We all spend a certain amount of our class time going through definitions and jargon and getting students up to speed with the basic area and now that’s material which I take out of the class and put online and let students read and understand that in their own time before they come to the class.

I guess what every educator deals with is needing to find out what preconceptions there are at the start of the unit and then correct those and then keep on top of those throughout the course.  For example I get students who use the word particle and the word droplet interchangeably. Whereas to an expert, a particle is something that is made of a solid material and a droplet is something that’s a liquid material.  Students use those interchangeably so they may be talking about a suspension of solid materials but then they use the word droplet because they think it’s interchangeable with the word particle. Or vice versa, they might be talking about an emulsion and they talk about particles where they should be talking about droplets.  So because they’ve heard these phrases before in first year... the importance of using exactly correct terminology hasn’t been reinforced.

The big picture is that in any topic there’re key principles, and if you as a lecturer can get across the key principles, that then sets them up to solve problems and to think about the other principles and how they connect.  But if they don’t, if they’re not prepared to accept the fact that there are these key principles you need to understand then it’s not going to work.

I have one slide where I'm first demonstrating how we use curly arrows and that shows an arrow going in a particular direction from a nucleophile to an electrophile and emphasising that the arrow shows electrons moving - so it's got to start from where they are.  There has to be some electrons there for them to move.  So the whole screen goes black and comes up with a little orange box of 'never do this' which is an arrow starting from an H+, which has no electrons. The dramatic emphasis that the whole room goes dark and then it's just up there.

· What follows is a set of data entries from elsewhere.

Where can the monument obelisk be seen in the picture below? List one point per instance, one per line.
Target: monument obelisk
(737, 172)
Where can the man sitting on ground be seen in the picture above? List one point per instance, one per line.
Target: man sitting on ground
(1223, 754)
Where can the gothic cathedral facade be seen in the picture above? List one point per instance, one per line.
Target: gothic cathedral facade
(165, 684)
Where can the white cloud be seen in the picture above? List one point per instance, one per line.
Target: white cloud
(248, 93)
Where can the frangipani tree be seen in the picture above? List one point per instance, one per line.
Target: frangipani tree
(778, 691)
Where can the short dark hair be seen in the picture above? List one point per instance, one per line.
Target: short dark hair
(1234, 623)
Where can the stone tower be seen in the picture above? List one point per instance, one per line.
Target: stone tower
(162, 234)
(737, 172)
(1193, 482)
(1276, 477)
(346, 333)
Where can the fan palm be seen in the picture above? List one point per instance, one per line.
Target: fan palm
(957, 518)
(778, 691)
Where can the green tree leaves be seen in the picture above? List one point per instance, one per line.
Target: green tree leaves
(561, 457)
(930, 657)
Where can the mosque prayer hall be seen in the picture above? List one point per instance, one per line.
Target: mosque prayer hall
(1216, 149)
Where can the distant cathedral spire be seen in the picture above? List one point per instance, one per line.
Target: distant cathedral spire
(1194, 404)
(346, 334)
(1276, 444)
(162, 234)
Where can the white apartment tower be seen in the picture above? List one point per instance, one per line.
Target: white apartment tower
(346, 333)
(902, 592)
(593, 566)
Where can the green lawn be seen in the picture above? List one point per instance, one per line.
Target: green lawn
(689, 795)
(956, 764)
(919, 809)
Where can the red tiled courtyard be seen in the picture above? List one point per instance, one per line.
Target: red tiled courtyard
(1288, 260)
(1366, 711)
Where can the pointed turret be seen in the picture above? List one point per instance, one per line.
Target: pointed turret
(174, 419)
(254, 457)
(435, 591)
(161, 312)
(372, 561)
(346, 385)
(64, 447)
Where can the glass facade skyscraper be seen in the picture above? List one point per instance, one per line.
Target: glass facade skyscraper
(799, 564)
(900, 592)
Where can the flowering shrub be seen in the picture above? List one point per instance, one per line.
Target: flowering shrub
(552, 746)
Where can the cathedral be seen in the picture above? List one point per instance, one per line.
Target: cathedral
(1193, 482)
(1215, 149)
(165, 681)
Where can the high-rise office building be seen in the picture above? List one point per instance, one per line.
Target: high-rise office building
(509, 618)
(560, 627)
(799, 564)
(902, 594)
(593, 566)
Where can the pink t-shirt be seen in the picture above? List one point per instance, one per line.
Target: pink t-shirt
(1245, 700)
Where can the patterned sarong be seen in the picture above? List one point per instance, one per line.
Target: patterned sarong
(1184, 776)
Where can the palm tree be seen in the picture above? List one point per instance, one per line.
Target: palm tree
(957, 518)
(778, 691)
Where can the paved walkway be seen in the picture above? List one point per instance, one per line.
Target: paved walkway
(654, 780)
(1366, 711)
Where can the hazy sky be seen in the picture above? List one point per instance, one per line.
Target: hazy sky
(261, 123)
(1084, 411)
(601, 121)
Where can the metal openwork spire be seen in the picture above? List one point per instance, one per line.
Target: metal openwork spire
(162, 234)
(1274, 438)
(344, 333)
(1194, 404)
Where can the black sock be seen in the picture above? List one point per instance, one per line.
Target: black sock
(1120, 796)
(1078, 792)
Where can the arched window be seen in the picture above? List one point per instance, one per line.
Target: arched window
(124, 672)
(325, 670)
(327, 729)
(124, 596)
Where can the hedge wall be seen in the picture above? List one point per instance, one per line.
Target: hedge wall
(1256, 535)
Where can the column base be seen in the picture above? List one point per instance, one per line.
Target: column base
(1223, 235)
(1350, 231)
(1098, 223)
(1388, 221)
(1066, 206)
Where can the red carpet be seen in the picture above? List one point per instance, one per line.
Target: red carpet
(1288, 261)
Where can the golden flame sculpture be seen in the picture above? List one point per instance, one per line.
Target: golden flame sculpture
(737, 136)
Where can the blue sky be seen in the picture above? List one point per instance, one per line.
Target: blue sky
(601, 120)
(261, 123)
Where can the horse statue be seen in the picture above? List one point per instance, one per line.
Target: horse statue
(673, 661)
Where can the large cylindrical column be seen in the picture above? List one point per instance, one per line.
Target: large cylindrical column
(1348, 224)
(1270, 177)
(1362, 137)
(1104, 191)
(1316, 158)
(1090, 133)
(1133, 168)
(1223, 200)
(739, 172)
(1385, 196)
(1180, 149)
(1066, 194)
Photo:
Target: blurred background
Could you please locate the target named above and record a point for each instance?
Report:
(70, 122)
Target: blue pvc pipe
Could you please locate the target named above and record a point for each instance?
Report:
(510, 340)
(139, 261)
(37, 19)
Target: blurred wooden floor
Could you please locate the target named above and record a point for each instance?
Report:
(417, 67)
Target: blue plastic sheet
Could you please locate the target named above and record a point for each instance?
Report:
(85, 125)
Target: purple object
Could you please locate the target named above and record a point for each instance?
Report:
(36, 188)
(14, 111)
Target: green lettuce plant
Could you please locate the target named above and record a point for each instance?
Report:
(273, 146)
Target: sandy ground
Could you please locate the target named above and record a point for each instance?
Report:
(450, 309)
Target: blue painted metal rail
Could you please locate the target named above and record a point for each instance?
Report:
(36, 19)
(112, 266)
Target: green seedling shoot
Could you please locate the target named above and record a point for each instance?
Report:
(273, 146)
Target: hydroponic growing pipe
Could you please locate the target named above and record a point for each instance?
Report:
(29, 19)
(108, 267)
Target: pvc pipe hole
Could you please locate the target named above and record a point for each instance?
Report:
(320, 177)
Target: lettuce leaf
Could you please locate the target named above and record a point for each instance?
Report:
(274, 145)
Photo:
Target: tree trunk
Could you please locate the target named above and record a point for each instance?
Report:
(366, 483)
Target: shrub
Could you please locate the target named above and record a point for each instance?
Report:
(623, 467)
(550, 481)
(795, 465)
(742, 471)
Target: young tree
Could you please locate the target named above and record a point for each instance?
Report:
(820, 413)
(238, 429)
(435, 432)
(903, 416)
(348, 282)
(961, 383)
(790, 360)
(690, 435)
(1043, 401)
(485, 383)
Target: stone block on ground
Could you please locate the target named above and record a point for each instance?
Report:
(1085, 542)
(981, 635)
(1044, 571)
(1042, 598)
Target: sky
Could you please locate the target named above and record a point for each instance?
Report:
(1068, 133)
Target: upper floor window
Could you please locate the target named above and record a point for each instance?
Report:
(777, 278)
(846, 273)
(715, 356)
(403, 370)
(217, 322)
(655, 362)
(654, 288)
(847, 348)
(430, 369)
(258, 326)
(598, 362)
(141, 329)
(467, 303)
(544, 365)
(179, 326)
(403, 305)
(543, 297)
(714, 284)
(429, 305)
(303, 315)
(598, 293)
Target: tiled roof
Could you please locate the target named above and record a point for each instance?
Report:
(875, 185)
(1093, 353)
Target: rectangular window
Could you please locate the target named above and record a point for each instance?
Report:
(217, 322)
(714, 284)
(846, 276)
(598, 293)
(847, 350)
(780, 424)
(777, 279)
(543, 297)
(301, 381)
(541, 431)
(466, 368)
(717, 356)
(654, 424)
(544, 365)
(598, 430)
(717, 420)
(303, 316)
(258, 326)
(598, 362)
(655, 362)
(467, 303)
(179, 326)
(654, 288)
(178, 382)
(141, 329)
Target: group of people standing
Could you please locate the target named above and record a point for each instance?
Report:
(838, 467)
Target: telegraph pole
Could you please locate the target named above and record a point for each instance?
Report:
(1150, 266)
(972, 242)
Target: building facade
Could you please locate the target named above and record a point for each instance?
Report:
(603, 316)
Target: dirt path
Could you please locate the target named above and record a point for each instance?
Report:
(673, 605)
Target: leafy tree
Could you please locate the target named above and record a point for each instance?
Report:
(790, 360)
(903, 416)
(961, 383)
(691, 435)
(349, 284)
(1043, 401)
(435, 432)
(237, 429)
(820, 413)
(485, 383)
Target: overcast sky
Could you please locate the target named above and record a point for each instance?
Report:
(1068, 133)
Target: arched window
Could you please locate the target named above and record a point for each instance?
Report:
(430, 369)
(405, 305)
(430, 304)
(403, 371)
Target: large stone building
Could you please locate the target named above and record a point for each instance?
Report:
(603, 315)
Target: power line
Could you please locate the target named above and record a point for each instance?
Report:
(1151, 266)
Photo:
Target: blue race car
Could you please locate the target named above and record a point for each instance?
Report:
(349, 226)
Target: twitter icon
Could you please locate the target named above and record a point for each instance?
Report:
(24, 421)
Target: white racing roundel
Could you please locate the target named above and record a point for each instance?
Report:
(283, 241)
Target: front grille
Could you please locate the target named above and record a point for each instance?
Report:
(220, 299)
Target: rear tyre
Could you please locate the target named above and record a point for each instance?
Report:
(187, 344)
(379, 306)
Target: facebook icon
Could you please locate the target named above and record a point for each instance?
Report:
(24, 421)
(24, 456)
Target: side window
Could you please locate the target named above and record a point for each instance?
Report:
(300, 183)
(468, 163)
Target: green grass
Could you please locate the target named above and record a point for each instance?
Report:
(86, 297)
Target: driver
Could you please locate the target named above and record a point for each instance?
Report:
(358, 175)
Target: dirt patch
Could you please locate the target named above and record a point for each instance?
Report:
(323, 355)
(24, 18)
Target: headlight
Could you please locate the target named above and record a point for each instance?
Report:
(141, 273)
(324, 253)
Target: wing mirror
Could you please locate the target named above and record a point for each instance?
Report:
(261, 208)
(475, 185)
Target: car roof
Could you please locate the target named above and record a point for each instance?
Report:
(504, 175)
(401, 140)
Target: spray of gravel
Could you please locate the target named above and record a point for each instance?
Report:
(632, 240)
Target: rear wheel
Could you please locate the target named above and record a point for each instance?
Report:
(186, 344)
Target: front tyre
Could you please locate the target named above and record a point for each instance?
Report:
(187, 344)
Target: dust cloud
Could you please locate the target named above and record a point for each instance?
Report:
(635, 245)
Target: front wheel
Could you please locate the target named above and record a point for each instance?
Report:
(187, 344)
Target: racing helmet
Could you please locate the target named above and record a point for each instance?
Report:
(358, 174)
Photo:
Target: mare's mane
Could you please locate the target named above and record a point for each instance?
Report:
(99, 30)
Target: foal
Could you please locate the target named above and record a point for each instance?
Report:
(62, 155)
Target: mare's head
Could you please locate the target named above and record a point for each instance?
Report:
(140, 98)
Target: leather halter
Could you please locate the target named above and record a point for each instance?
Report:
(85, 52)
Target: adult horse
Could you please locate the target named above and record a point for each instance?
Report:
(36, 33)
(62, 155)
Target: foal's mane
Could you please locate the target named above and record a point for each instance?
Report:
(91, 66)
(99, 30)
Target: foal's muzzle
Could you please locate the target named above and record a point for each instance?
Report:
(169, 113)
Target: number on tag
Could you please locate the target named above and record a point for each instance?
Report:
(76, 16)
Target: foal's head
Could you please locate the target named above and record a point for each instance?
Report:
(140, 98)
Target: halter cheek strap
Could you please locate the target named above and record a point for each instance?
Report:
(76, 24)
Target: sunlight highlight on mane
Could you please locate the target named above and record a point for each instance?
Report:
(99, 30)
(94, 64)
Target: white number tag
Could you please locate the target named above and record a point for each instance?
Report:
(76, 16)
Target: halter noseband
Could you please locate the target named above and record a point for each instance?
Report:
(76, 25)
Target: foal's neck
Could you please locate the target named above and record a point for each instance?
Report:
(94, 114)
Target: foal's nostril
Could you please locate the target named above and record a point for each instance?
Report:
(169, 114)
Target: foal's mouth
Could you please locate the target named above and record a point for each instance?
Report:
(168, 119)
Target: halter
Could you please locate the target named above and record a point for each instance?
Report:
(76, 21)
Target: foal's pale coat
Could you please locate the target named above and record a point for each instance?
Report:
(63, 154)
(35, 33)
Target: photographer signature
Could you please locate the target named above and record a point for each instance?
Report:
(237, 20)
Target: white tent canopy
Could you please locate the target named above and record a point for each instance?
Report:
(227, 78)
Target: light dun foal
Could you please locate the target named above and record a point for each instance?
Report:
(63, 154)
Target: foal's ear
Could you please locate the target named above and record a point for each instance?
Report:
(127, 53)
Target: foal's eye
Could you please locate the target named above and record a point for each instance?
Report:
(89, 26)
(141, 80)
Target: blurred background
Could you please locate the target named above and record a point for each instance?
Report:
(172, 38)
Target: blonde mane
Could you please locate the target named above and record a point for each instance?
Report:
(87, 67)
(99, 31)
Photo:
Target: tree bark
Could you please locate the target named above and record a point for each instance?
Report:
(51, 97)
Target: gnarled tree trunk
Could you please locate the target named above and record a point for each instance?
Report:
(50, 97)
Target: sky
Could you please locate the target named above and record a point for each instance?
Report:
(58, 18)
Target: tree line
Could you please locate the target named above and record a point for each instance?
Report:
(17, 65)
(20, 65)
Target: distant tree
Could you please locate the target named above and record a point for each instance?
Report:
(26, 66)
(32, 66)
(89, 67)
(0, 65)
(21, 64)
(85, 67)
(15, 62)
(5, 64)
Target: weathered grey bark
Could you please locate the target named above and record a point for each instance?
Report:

You could identify people and you use it in a constructive way.  But if you could show some identity, that you’re not a remote person up the front, that the big class is not anonymous, it just helps to break down that barrier.  And once they trust you and once they like coming, that solves a lot of other problems - behavioural problems, learning problems and so on.

We teach way too much stuff.  We teach way too much stuff that we used to teach because students didn’t have the resources available to them that they’ve got now.  I mean if you look at the resources - they’ve got textbooks, they’ve got electronic media, they’ve got Sapling. They can do the problems in their own time in a guided way with something like Sapling. We don’t have to do it, all we’ve got to do is give them the framework to solve the problems.  And I think we often misunderstand how much we should give them because I think we underestimate the value of letting them solve problems in a guided way with things like Sapling.  And I think, you know, in the old days we’d just do problem after problem after problem, which is as boring as anything.

I think for a lot of people, before they started chemistry, especially if they haven't done any chemistry before, they've got no real understanding of the difference between macroscopic things and microscopic and atomic sized things. We all know how important that distinction is.